Smartphone in hand, you tap into your local application store. You click on a nifty tool that promises to massage your belly and pat your head at the same time. But just as you're about to download it, you decide to click on that little Terms of Service icon. And you're hit with a phone-book-sized data dump of not-so-fine fine print.
On top of all the privacy battles already under way across the Internet, the boom in mobile apps has ramped things up even more, with waves of service terms and security policies at every new download.
You're damned if you read it, because most of it was written by lawyers and makes little sense to you, and possibly damned if you don't, because you later find out you've agreed to let the app grab and sell your personal data to advertisers, who in turn will stalk you online forever.
The number of apps is exploding, with nearly 600,000 for sale in the Apple App Store alone. So, too, are the number of worrisome stories about things like "data leaks," where your contact list, for example, is mysteriously downloaded by that cool gaming app you just selected. Meanwhile, the torrent of fine print just keeps coming.
Federal and state regulators, along with privacy advocates, are pushing for more clarity and transparency in the way apps may use personal information, including your name, gender and email address, as well as your hometown, family relationships, or religious and political affiliations.
Various versions of a so-called "privacy bill of rights" for mobile phone users are circulating and being adopted by some app developers. And California Attorney General Kamala Harris's office is working with Google, Apple and other platforms to streamline and simplify the way developers explain the privacy policies and user terms for their apps. One idea is to offer more opt-in pop-ups that warn you each time your personal data is about to get mined and asks for your permission.
But for now, making sense of "these terms can be overwhelming," said Chris Conley, the technology and civil liberties fellow with the American Civil Liberties Union of Northern California. "The goal is obviously to inform users about what's happening with their personal data. But there has to be an easier to way for users to find out what information about you these apps have gathered, instead of making the users email them to find out.
"There's often just too much stuff for you to manually search through to find it."
Take Yelp. Scroll to the very bottom of that company's pitch page in the iPhone App Store. Click "License Agreement," and in hard-to-read text on gray background, you'll learn that you're breaking the rules if you're under 18 and using it to find an open taco joint.
Yelp will remind you, too, that you can't even use the app if you're "a competitor of ours," and that your account can be closed "at any time without notice and ... for no reason." And you must agree to let Yelp "disclose information about you to third parties" for a whole bunch of reasons, including "to protect our rights, reputation, and property."

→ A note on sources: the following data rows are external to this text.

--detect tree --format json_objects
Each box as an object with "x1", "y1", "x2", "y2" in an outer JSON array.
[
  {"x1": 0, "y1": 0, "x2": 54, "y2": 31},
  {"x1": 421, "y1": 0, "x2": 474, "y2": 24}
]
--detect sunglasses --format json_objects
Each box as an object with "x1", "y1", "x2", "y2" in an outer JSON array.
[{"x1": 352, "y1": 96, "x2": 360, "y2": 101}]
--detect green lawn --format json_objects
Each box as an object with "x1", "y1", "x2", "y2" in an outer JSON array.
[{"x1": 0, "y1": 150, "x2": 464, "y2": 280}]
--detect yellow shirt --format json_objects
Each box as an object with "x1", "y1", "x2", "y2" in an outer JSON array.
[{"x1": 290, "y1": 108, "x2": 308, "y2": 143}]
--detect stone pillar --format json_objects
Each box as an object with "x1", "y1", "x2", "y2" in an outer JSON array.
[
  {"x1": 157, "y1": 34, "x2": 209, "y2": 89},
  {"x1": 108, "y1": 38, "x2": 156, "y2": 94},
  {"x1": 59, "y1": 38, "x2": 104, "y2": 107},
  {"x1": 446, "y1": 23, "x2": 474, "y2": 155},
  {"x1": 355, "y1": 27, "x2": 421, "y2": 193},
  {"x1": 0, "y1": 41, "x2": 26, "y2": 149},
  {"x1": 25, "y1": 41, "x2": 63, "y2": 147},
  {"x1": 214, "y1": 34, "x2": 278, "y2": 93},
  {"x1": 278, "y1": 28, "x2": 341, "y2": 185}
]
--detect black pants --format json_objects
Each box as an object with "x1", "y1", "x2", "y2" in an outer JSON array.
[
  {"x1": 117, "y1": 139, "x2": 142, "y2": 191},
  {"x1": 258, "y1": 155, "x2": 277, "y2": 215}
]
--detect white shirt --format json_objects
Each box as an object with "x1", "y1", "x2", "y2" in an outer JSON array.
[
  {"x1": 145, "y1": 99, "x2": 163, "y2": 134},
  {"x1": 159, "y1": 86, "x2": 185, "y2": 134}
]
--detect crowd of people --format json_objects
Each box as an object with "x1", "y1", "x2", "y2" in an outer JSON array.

So while Jeschke and her cohorts continue to push for what they call "human-readable" privacy and security policies, you might wander over to the Spotify music app and check out its legal section. There you can see the dual-challenges firsthand: parts of it are unintelligible, while other parts are clear but scary in how much data you're agreeing to hand over.
Use Spotify, and you waive your right to bring a class-action lawsuit against the company. Use Spotify, and you agree that only the laws of New York will govern any dispute you have with them. Use Spotify, and you're letting them access information about you and your use of the app.
What sort of information? Here's one more burst of fine print: "Queries you make, date and time of your request, your Internet protocol address, performance of your network and computer, your browser type, language and identifying information, your operating system and application version." Spotify also lets you know that "your personal information including gender and age and postal address will be shared with anyone who merges with or buys Spotify."
-The Obama administration in February proposed a framework for protecting privacy in the digital age. The plan, laid out in a white paper available at whitehouse.gov, includes a Consumer Privacy Bill of Rights designed to enhance transparency and security for consumers as well as limit the amount of personal information companies can collect through the Internet. Status: Pending approval by Congress.
-California Attorney General Kamala Harris recently announced an agreement with leading operators of mobile app platforms, including Google and Apple, to improve privacy protections of consumers who access apps through their sites. Status: Further talks set for August.
-San Francisco-based Electronic Frontier Foundation has drawn up a Mobile User Privacy Bill of Rights to help guide users, app developers and platform providers in their privacy policies. Proposed rights include more individual control by users over how their personal data is collected and used. The framework also encourages developers to "seek to empower users even when it's not technically or legally required by the platform."